Plaintiffs' waterfront home was insured by Fireman's Fund. Plaintiffs alleged that the broker represented that the policy would provide (1) coverage in the event of a hurricane,(2) the "highest level of protection" offered by Fireman's Fund, and (3) "exceptional" services in the event of a catastrophe. The policy included a 2% hurricane deductible because of the home's proximity to the ocean.
Hurricane Sandy badly damaged plaintiffs' home. Plaintiffs alleged that the winds from Sandy battered their home long before the storm surge reached the structure.
After the storm, Fireman's Fund rejected the claim without visiting the property. When plaintiffs protested, an inspector made a cursory visit to the property. Fireman's Fund asserted that the storm surge caused all of the damage and the loss was therefore excluded.
Plaintiffs sued and Fireman's Fund moved to dismiss several counts. The court first dismissed the claim for breach of the implied covenant of good faith and fair dealing because it was duplicative of the bad faith count. The court saw no distinction between the two claims.

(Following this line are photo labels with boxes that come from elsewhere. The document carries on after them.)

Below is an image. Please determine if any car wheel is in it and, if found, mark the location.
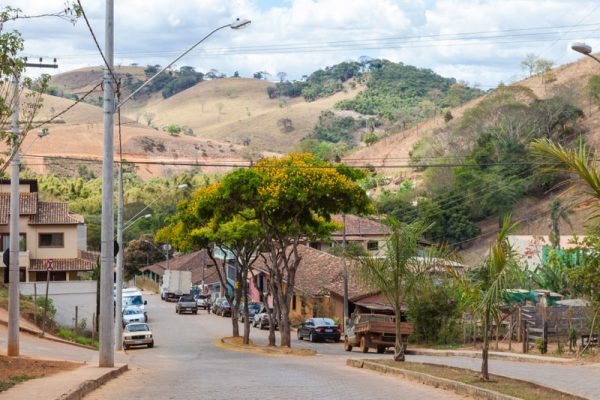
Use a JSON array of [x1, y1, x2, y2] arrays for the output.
[[360, 336, 369, 353], [344, 336, 352, 351]]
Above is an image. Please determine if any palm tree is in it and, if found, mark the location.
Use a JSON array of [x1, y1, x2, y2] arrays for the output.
[[356, 218, 438, 361], [531, 139, 600, 219], [475, 216, 522, 381]]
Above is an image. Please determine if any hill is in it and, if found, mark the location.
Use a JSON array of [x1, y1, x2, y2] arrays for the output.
[[346, 54, 600, 263]]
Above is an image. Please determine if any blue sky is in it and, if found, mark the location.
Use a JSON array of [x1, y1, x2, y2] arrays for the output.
[[5, 0, 600, 89]]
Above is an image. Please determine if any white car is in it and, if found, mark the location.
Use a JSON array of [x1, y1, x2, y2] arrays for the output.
[[123, 322, 154, 350], [123, 306, 148, 327]]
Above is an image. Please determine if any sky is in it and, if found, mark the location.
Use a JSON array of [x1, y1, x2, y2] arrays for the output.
[[7, 0, 600, 89]]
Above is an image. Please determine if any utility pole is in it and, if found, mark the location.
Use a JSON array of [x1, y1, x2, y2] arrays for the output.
[[98, 0, 115, 367], [115, 160, 125, 350], [6, 76, 20, 357], [342, 213, 350, 329]]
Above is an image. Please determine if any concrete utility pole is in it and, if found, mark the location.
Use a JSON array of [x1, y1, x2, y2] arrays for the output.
[[98, 0, 115, 367], [115, 160, 125, 350], [6, 76, 20, 357]]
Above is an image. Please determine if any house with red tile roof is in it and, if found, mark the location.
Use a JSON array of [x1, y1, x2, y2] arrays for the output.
[[0, 179, 96, 282]]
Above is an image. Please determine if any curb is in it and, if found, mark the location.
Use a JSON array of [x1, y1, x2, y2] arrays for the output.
[[406, 349, 578, 365], [57, 364, 128, 400], [0, 320, 98, 351], [346, 358, 586, 400]]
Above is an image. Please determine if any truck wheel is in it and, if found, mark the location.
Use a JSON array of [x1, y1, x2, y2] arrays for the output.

Regarding the breach of fiduciary duty claim, the court noted that a fiduciary relationship could arise from an insurance agent's interactions with an insured. Plaintiffs adequately pled that Fireman's Fund owed them a fiduciary duty and breached it. The complaint alleged that Fireman's Fund, independently and through its brokers, represented to plaintiffs that the policy provided the type of coverage that they desired and needed. These allegations made it plausible that Fireman's Fund owed a fiduciary duty and breached it by failing to provide coverage for hurricane-related damage that Plaintiffs trusted Fireman's Fund to provide. Therefore, the motion to dismiss the breach of fiduciary duty claim was denied.